I've been putting some thoughts together at work about how we apply operating system patches - for the HP-UX systems for example you can do some clever things:
1. Get the current patch state and ftp it to HP
2. Go onto their site and analyse what patches you are missing (and any dependencies etc)
3. Collect all these patches together and download them to your server
4. Apply them all in one go
Of course you can specify what sort of patches you are interested in. For example 'CRITICAL' patches are those that can cause data loss or system failures - and these are the ones we are most interested in.
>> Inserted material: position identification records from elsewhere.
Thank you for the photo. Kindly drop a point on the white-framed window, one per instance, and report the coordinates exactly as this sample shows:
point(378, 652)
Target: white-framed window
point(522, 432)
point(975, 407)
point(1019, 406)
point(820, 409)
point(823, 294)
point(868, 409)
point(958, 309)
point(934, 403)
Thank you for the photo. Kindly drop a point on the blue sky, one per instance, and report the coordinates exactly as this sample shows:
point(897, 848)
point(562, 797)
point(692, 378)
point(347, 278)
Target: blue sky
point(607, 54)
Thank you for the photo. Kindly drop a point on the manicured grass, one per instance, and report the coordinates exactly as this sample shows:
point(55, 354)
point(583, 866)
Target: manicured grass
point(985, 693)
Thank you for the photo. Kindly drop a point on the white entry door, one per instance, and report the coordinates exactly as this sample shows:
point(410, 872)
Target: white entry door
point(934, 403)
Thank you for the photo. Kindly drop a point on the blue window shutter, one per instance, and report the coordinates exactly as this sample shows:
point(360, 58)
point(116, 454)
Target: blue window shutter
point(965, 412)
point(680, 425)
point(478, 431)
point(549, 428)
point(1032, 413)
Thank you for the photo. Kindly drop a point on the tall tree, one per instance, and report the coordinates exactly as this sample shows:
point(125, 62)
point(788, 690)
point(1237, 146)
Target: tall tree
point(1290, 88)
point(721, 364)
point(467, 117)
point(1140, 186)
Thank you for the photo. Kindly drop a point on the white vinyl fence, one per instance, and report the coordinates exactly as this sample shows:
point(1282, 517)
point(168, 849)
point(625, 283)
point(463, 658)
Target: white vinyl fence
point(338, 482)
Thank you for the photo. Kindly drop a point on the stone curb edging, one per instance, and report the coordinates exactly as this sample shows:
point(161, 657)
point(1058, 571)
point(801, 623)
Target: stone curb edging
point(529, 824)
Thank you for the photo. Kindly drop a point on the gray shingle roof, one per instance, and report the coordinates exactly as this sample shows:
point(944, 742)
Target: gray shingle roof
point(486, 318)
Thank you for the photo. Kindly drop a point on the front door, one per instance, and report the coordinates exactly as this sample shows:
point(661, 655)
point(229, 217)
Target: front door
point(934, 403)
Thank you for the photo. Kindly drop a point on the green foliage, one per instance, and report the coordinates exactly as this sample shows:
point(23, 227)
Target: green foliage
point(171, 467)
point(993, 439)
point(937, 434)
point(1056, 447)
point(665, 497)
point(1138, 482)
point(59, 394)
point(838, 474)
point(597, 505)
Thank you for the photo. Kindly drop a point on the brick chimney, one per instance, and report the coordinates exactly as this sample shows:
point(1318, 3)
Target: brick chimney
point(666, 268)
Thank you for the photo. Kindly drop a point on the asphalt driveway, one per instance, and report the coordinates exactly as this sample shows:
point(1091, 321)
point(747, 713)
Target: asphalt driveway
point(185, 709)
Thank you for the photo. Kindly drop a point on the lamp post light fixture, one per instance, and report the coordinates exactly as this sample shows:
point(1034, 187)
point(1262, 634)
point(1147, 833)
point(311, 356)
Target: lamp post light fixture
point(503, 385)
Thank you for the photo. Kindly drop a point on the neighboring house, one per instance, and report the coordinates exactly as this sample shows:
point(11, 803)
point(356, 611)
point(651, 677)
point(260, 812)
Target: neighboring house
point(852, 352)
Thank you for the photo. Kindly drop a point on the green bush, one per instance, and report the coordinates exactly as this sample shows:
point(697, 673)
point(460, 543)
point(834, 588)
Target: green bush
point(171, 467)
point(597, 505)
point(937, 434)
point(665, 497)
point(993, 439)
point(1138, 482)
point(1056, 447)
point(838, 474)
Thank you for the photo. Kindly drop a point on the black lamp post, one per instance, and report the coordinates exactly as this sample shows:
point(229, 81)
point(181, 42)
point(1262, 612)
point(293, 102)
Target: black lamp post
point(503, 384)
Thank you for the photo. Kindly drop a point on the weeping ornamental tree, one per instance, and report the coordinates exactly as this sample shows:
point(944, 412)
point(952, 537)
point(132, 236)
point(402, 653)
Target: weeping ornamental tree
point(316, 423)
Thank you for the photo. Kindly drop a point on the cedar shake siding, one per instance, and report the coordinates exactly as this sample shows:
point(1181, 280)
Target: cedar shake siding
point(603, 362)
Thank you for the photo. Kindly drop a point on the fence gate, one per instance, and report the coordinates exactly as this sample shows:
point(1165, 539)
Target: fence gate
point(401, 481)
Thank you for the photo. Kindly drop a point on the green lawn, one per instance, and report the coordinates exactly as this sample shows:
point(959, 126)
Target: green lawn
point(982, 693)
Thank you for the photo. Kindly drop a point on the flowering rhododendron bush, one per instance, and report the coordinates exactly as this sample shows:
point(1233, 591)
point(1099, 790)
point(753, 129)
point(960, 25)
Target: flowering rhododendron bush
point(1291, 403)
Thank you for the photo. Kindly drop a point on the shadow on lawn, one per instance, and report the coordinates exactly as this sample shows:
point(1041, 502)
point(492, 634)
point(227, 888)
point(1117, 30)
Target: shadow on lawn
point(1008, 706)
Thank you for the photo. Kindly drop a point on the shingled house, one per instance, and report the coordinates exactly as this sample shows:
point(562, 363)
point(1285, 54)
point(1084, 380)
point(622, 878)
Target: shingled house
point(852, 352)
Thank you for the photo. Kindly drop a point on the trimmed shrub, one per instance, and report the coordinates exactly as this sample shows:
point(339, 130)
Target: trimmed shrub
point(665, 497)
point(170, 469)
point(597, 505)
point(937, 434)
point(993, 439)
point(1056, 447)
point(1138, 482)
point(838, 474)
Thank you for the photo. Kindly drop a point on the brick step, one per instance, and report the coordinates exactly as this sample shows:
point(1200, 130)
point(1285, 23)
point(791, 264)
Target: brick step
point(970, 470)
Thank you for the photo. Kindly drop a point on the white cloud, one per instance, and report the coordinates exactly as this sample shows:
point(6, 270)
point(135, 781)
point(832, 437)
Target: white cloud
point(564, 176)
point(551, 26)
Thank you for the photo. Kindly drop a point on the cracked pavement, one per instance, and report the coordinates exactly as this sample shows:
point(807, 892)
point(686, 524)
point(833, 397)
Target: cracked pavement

Of course in the perl world CPAN does something similar - you can get a report showing, for all the packages you have installed, if there is a newer version available. But if you want to go further you have to start looking at the README/CHANGES for each individual package (and hope that what the author wrote makes some sense to enable you to decide whether to upgrade or not). And this can be a lot of work if you haven't upgraded for a long time. (And we try to minimise change frequency for our production systems.)
I started wondering if something could be done for CPAN to enable new version to be classified so that you can see if you need to install them - everything from releases that fix serious bugs through minor bugs to added functionality releases.
Use the CPAN.pm API to 'look' at the distributions you ask it to.
e.g.:
CPAN::Distribution::look()
CPAN::Distribution::readme()
etc...
Read the manpage for more details
Re:look etc
hfb on 2001-12-06T18:11:54
You are probably looking for the CPAN::Psychic plug-in that I hear Schwern is working on....
In all seriousness though, there is only so much one can do programmatically. And at least the CPAN.pm 'look' function downloads it for you and drops you into a shell so you can evaluate the module before deciding whether or not you want to install it.
Also, you can create your own bundle, see the CPAN FAQ that noone ever seems to read, for instructions on how to make a 'critical' and/or an 'all' bundle. Then, write a program that iterates through them with cpan.pm and does what you want it to.
Laziness is never a virtue, it's just a convenient side-effect of a bit of good old fashioned hard work somewhere along the line.